Marfa is a small ranching community on a Chihuahuan Desert plateau in the Trans-Pecos area of west Texas and is Texas’ highest incorporated city. The population consists mainly of ranchers. While there is nothing remarkable about the town itself, it did gain some notoriety as the location used for the James Dean film Classic “Giant.” The strange Marfa Lights have been around for a very long time. So long in fact that the town has built a viewing station and garners a good portion of it’s income from tourists who come to see the phenomenon.
The Lights are reported to be from 1-10 feet in diameter, spherical and reddish-orange in color. They have been observed to vary their size and fly at high speeds, but are generally considered to be harmless. They are even rumored to have helped a lost man during a blizzard by providing warmth and guiding him home.
The ghost lights appear in many different ways to different people. Some swear they have seen them divide to form separate balls of light. Others claim that they have seen them move up and down. Sometimes they glow as softly as a star and then brighten to the intensity of a stoplight, or they pop off and on. There are verifiable accounts of people being pursued by the lights.
So, what are they? Scientists have made numerous attempts to put the mystery to rest. In 1947, Fritz Kahl, a local war veteran and pilot, chased the Lights in an airplane, but came up empty. In 1975, Kahl made another attempt, this time with a team that included observers in Jeeps and planes. The “Marfa Ghost Light Hunt,” as it was called, featured “more than a hundred carloads of observers gathered between the two observation points, one at Paisano Pass and the other at the entrance to the old Presidio County Airport,” according to the Sul Ross “Skyline” newspaper. They were unsuccessful in finding anything.
In May 2004, a group from The Society of Physics Students at the University of Texas at Dallas spent four days investigating and recording lights observed southwest of the view park using traffic volume monitoring equipment, video cameras, binoculars, and chase cars. They came to the conclusion that all of the lights observed over a four night period southwest of the view park could be reliably attributed to automobile headlights traveling along U.S. 67 between Marfa and Presidio. They didn’t take into consideration that the lights have been observed way before there was a highway, or electricity.
Robert Ellison came to Marfa in 1883, and while camped just outside Paisano Pass, he saw strange lights in the distance. At first, he was afraid they were Apache signal fires, but after searching the countryside, he finally realized that the lights were not man-made. Other early settlers assured him that they too had seen the lights and had never been able to identify them.

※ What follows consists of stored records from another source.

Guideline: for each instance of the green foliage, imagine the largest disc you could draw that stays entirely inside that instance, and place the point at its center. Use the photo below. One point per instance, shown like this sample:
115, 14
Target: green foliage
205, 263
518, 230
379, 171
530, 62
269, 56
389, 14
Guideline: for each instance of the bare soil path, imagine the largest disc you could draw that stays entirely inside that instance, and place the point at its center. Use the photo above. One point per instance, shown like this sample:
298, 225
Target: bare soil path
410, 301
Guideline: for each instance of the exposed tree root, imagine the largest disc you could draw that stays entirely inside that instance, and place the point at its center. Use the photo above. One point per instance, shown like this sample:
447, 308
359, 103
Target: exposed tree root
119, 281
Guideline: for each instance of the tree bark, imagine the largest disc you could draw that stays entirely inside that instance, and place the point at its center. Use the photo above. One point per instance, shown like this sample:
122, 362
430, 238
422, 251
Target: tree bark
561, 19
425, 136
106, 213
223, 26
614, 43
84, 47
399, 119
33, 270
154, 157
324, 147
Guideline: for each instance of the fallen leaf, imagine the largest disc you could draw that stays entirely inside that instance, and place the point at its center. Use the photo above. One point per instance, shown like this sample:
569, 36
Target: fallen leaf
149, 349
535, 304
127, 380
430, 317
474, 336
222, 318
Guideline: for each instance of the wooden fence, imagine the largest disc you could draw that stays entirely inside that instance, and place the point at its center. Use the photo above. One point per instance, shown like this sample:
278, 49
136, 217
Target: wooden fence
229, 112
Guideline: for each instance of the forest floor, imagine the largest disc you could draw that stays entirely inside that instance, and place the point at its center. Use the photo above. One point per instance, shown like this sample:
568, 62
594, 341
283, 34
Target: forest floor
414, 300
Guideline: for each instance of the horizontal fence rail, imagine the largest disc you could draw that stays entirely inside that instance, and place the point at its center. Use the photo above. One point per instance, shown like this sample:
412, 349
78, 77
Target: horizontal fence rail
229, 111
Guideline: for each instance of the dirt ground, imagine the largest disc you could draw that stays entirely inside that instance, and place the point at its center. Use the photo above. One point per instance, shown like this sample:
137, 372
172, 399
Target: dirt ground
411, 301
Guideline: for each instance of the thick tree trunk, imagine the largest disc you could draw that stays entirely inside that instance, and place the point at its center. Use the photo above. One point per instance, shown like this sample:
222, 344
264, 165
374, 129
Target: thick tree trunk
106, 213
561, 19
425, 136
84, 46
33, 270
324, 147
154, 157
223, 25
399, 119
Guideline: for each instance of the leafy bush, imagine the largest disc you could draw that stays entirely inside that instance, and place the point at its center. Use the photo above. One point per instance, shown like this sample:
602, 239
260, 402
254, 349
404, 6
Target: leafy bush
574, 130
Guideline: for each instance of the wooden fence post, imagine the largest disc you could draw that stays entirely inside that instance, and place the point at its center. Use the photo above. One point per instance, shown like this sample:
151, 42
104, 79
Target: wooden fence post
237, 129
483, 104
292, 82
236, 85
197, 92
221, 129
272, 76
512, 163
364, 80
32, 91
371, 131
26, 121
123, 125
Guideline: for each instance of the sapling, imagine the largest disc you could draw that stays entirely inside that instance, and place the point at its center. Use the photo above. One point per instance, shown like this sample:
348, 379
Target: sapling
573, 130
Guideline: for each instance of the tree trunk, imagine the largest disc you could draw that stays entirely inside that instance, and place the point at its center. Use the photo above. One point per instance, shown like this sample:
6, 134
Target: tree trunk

Such lights aren’t exclusive to Marfa, appearances of similar lights have been reported around the world, most explained as natural phenomenon or “will-o-the-wisps.” Yet despite all our technology and attempts at uncovering the source of the Marfa lights they are still a mystery, and like all mysteries, stir the imagination. So if you would like to investigate the phenomenon for yourself, a Marfa lights viewing site has been provided for the public on Highway 90, by the Texas Highway department. It is located nine miles east of Marfa. Ghost light watchers can park in the area and scan the south-western horizon, looking toward Chinati Peak. Using a distant red tower light as a marker, one can be certain that any light to the right of the marker, which appears and disappears, is a Marfa ghost light. You’ll know them when you see them.